DOE de 28/09/2017029
Dispõe sobre Prescrição e Decadência de ofício dos débitos junto a Fazenda Pública Municipal tratando do Imposto Territorial Urbano, Foros e Laudêmio no Município de Porto Velho.
O PRESIDENTE DA CÂMARA MUNICIPAL DE PORTO VELHO, no uso das atribuições que lhe confere os §§ 4° e 6°, do artigo 72 da Lei Orgânica do Município, combinado com os §§ 4° e 6°, do art. 165 da Resolução n°. 254/CMPV-91 – REGIMENTO INTERNO PROMULGA a seguinte
LEI:
Art. 1° O Município de Porto Velho/RO, por meio da Secretaria Municipal de Fazenda (SEMFAZ), no Setor; Divisão: Diretoria: ou qualquer outra nomenclatura que responda pelo lançamento do Imposto Territorial Urbano, Taxa de Lixo, Foros e Laudêmio, a ser determinado pelo Prefeito do Município, reconhecerá administrativamente e/ou ex officio a inexistência de débitos referentes ao Imposto Territorial Urbano, Taxa de Lixo, Foros e Laudêmio, que estiverem fulminados pelo lapso temporal da prescrição e decadência, na forma de Legislação em vigor, não sendo necessário parecer jurídico da Procuradoria do Município atestando a prescrição ou decadência.
§ 1° A prescrição e decadência deverá ser realizada ex officio ou por meio de requerimento do contribuinte, proprietário, procurador, alienante, ou possuidor do bem.
§ 2° Entende-se como possuidor do bem, aquele cidadão, que demonstrar conforme legislação vigente que detém a posse mansa e pacífica do bem.
§ 3° Entende-se como realização de ofício, a operação automatizada, ou por funcionário subordinado ao Departamento eleito pelo Prefeito do Município conforme art. 1°, da baixa dos créditos tributários prescritos ou decaídos do sistema de Tributação do Município no ano fiscal em exercício.
§ 4° Somente deverão ser reconhecidos administrativamente os débitos manifestamente extintos, havendo qualquer dúvida quando a extinção dos mesmos, deverá o pedido ser encaminhado para a Procuradoria Geral do Município suscitando dúvida e elaboração de parecer.
Art. 2° O pedido de reconhecimento da prescrição e da decadência deverá ser analisado individualmente, em processo administrativo com numeração a ser fornecida pelo Setor Responsável.
Art. 3° Cada processo administrativo deverá ser analisado individualmente, onde será elaborado parecer técnico, a fim de aferir a existência de causa de suspensão e interrupção das respectivas modalidades de extinção do crédito tributário.
Parágrafo único.
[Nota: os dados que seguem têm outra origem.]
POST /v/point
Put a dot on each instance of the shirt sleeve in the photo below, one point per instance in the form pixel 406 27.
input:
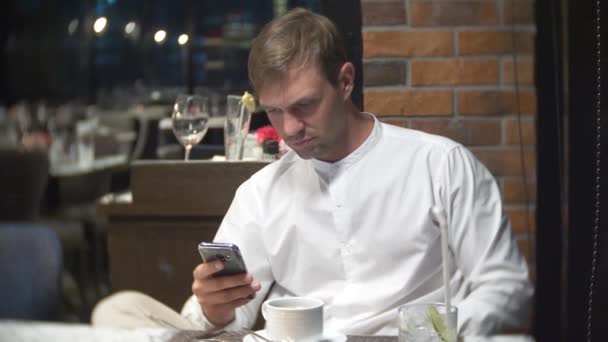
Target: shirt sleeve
pixel 240 226
pixel 484 249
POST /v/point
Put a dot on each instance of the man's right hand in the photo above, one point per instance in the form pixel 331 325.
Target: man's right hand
pixel 220 296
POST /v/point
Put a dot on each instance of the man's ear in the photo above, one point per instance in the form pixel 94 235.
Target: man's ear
pixel 346 79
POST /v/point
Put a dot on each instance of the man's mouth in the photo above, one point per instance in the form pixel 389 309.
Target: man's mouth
pixel 301 142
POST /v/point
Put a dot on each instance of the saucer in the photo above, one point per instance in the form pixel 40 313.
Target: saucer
pixel 328 336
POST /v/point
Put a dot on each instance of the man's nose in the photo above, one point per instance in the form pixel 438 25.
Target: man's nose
pixel 292 125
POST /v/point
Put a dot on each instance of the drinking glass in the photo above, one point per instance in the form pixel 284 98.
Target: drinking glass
pixel 236 127
pixel 190 119
pixel 427 322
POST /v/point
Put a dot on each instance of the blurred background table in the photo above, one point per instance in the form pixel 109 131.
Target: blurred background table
pixel 154 230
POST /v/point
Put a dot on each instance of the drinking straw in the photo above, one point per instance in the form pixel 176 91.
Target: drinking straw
pixel 439 216
pixel 241 137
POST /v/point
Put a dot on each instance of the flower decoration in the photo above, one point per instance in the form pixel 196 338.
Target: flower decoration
pixel 248 101
pixel 266 133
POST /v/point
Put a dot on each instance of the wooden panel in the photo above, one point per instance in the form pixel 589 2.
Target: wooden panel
pixel 197 187
pixel 157 257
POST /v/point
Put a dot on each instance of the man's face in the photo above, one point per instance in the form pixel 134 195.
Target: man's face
pixel 309 112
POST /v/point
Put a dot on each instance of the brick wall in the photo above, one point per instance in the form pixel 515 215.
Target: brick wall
pixel 447 67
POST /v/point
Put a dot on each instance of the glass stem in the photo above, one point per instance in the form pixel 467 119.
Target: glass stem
pixel 188 148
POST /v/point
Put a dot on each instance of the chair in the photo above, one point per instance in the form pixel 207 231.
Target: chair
pixel 23 180
pixel 31 266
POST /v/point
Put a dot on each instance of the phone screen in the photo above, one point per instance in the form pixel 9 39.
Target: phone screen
pixel 228 253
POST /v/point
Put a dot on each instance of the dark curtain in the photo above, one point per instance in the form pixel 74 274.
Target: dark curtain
pixel 571 246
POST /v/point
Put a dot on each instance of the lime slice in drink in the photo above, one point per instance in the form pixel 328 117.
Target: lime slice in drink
pixel 438 323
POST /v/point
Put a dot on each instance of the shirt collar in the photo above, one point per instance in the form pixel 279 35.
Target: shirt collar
pixel 326 169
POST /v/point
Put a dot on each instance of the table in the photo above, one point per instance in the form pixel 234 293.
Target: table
pixel 27 331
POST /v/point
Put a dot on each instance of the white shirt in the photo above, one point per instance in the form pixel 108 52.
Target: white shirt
pixel 359 235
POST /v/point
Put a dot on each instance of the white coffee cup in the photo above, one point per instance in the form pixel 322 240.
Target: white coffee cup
pixel 293 318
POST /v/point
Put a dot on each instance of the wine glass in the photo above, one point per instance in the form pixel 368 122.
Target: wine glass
pixel 190 119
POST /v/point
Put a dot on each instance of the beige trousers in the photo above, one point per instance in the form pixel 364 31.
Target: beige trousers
pixel 131 309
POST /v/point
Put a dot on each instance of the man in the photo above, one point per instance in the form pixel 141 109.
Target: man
pixel 346 215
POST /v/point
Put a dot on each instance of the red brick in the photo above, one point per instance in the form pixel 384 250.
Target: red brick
pixel 523 221
pixel 407 43
pixel 378 73
pixel 494 42
pixel 525 71
pixel 518 12
pixel 466 132
pixel 383 12
pixel 514 190
pixel 496 102
pixel 528 132
pixel 408 102
pixel 454 72
pixel 507 161
pixel 453 13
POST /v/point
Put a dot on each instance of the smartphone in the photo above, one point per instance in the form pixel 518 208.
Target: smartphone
pixel 228 253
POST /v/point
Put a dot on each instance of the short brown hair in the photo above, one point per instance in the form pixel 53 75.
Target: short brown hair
pixel 298 36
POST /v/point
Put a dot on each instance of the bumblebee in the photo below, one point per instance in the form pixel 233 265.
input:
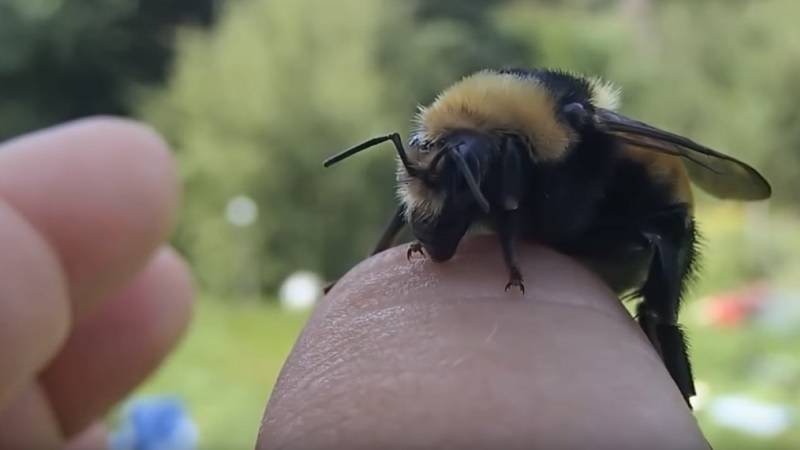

São causas de suspensão e interrupção:
a) Parcelamento em curso
b) Reconhecimento de dívida
c) Lançamento na Dívida Ativa do Município
d) Processo Judicial
e) Todos os outros previstos na Legislação Federal em vigência.
Art. 4° Após a elaboração de parecer técnico, caso seja reconhecida a impossibilidade de cobrança dos valores constantes no processo administrativo, deverá ser conferida a baixa dos tributos no Sistema de Informática, especificadamente em relação aos exercícios que não poderão ser cobrados, sendo certificado por dois ou mais servidores de carreira.
Art. 5° O Setor de Dívida Ativa, ou outro Responsável, deverá elaborar planilha com o nome dos contribuintes que tiverem reconhecida a inexistência de débito, inclusive com os respectivos exercícios e valores, a ser publicada no Diário Oficial do Município de Porto Velho/RO, a cada 6 meses.
Art. 6° Caso haja equivoco na baixa do crédito tributário, seja de ofício, seja a requerimento do interessado, deverá o Setor responsável, conforme o art. 1°, informar através de publicação no Diário Oficial do Município de Porto Velho/RO, abrindo prazo para defesa ao contribuinte interessado.
§ 1° Sendo apurado, após o término do processo, que a baixa dos créditos tributários se deu exclusivamente por falha não proposital do sistema ou funcionário, deverá o ato ser publicado no Diário Oficial do Município de Porto Velho/RO, lançando novamente o crédito tributário, mantendo-se os prazos de prescrição e decadência, antes da baixa.
§ 2° Sendo apurado, após o término do processo, que a baixa dos créditos tributários se deu por dolo, o processo administrativo será encaminhado, devidamente instruído a Procuradoria Geral do Município que abrirá sindicância para apurar a responsabilidade.
Art. 7° Esta Lei entra em vigor na data de sua publicação.
Câmara Municipal de Porto Velho, 27 de setembro de 2017.